Curious About the Impact (If Any) When Using map() and filter() Together

Tell us what’s happening:

When mapping and filtering a large array of objects, I was curious as to whether the order in which map and filter are applied have any impact on efficiency or if it doesn’t really matter…

Challenge: Use the filter Method to Extract Data from an Array

Link to the challenge:

My Solution

this code, which filters first, and then maps a subset of items:

*** SPOILER ALERT ***

var filteredList = watchList.filter(item => {
  return parseFloat(item['imdbRating']) >= 8.0;})
.map(item => {
  return {
    title : item['Title'],
    rating : item['imdbRating']
  }});

versus this code, basically the same as Solution 1 (see the Hints page), which maps a subset of items and then filters them:

*** SPOILER ALERT ***

var filteredList = watchList.map(item => {
  return {
    title : item['Title'],
    rating : item['imdbRating']
  };
}).filter(item => {
  return parseFloat(item['rating']) >= 8.0;});

It would seem to me that since the filter is being applied to a specific key:value pair in the object, it shouldn’t matter. Is this correct?

Or perhaps internally (transparent to the coder/programmer) it has to iterate through and check every key:value pair to see if it matches on key and then grabs the value associated with the key, then does the filtering in a similar way.

If that was the case, then it seems more efficient to first grab only what you need, and then filter through it, unless it’s having to parse through everything anyways. Then it’s a moot point and either way has equal efficiency.

Any thoughts?

1 Like

The general rule is to filter before you map. A filtered list is smaller, so the map has less work to do.

3 Likes

The filter is going to go through every single element and test it against the callback.

But is it better to map or filter first? Well, if I have a list of 100 items but I only want to use 15… If I filter first, I filter 100 elements and then map 15 of them. If I do it the other way, I map 100 then filter 15. It terms of iterations it is the same.

The thing that tips the scales for me though is that both of those methods will create a new data array - it makes sense to me to keep that small so I’d want to filter first.

In most applications, it won’t make much of a difference, though.

4 Likes

@JeremyLT @kevinSmith Thanks for your replies!

Yeah that’s kind of what I was thinking and it makes more sense to me as well. Especially since map() and filter() are Array Iteration methods.

Then I got to thinking about how variables, say let a = 5; , or any kind of pointer/reference are retrieved from memory.

Does JavaScript (or any language for that matter) and the machine know exactly where the value is stored in memory and immediately retrieves it, or is that also a form of iteration? Does the machine have to go through the RAM and find where a is stored and then retrieve the value.
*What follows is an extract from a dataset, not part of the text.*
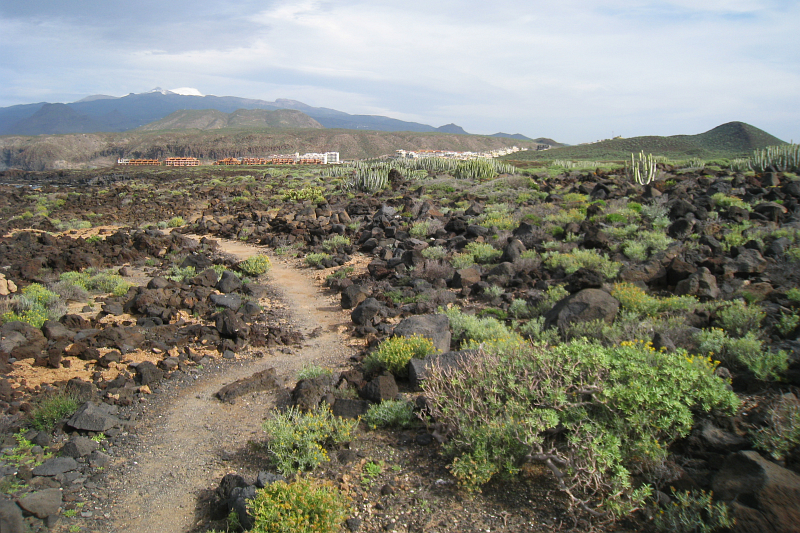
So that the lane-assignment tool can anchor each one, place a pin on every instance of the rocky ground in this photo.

I guess this is probably getting deeper into the internals of how a language and the machine interact. And perhaps on a modern 64-bit GHz machine with gigabytes of fast RAM, it happens so fast that it’s instantaneous to us humans :slightly_smiling_face:

Yes, if you use assembly language or a system programming language a step up from that (C or Rust for example), you say “I want this much memory” then you say “I want to put this value in this bit of memory” and so on.
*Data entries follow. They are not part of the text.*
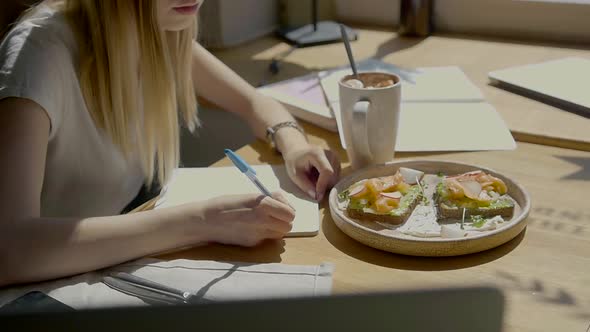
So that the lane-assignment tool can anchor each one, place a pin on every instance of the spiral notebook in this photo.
(198, 184)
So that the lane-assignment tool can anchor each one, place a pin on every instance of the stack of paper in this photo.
(562, 82)
(442, 110)
(304, 98)
(198, 184)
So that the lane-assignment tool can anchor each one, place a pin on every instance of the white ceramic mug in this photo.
(370, 119)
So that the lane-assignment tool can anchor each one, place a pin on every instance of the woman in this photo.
(90, 97)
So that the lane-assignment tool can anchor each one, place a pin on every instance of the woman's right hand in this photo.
(247, 220)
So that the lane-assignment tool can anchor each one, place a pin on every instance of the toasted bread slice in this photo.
(396, 217)
(473, 198)
(446, 211)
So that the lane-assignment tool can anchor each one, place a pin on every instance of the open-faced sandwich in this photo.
(389, 199)
(476, 193)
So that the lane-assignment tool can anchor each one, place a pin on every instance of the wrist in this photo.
(289, 139)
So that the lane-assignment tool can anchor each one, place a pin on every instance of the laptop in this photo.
(462, 309)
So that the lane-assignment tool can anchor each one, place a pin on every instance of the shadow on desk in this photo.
(355, 249)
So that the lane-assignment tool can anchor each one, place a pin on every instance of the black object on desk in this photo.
(34, 302)
(468, 309)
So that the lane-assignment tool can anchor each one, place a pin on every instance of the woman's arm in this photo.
(33, 248)
(217, 83)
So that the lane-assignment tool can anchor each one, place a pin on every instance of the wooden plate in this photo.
(377, 236)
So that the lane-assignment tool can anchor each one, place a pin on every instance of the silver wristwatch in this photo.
(271, 131)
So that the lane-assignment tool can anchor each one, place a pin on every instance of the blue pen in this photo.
(246, 169)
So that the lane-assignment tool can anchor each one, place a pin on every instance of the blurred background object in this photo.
(226, 23)
(416, 17)
(315, 31)
(374, 12)
(10, 10)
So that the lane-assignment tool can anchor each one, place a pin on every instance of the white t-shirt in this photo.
(85, 173)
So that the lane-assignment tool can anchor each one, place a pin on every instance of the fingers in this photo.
(304, 183)
(327, 174)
JavaScript runtimes are generally written in a system programming language (C++ normally), but JS itself is a garbage collected language. You don’t manage the memory yourself*. When objects come into scope, the language runtime decides how to handle them, where to put them in memory. When objects go out of scope, the language runtime cleans up that memory.

When you declare let a = 5, the runtime will try to store that as efficiently as possible, but how and where it’s stored in volatile memory (RAM) is going to be context-dependent (where in the code is it defined?) and runtime-dependent (how does this particular runtime deal with storing values in this particular context?).

Ideally, your let a = 5 just stores that value at a certain place in memory directly**. But there’s a load of extra stuff on top of this in JS.

It’s difficult to actually get the assembly language output of (eg) the V8 JS engine (the one that powers Chrome/Chromium/Node etc), but as an illustration, if I were to print the assembler output of something like [1,2,3,4,5].filter(v => v < 4).map(v => v * 2);, that’s gonna be at least hundreds of Kb, possibly a few Mb. So “low level” optimising in JS is generally a bit silly: the JS engine is doing far too much under-the-hood for that to be at all sensible.

But laying stuff out logically, that does have clear effects. JS engines tend to be very fast, but this doesn’t mean they don’t have to do loads of work. Reducing the amount of work they do, that’s often not too difficult. You just need to understand what the methods you’re using are doing at a basic level (not low-level, just “what do map/filter do”).

So with map & filter, both of those go through an entire array, use a closure to keep hold of values in the array, create a new one with the result and a load of other things. Even creating an array requires quite a lot of work.

So if you put map first, you get an array created that is the same size as the original one. Then that array gets fed into filter.

But if you put filter first, then it is likely that the array that it creates is smaller than the original one. The result of filter then gets fed into map, which, in turn, has to do less work. If you’ve got very big arrays, or you’re doing something that takes quite a bit of work in the filter/map functions, this will visibly make a difference.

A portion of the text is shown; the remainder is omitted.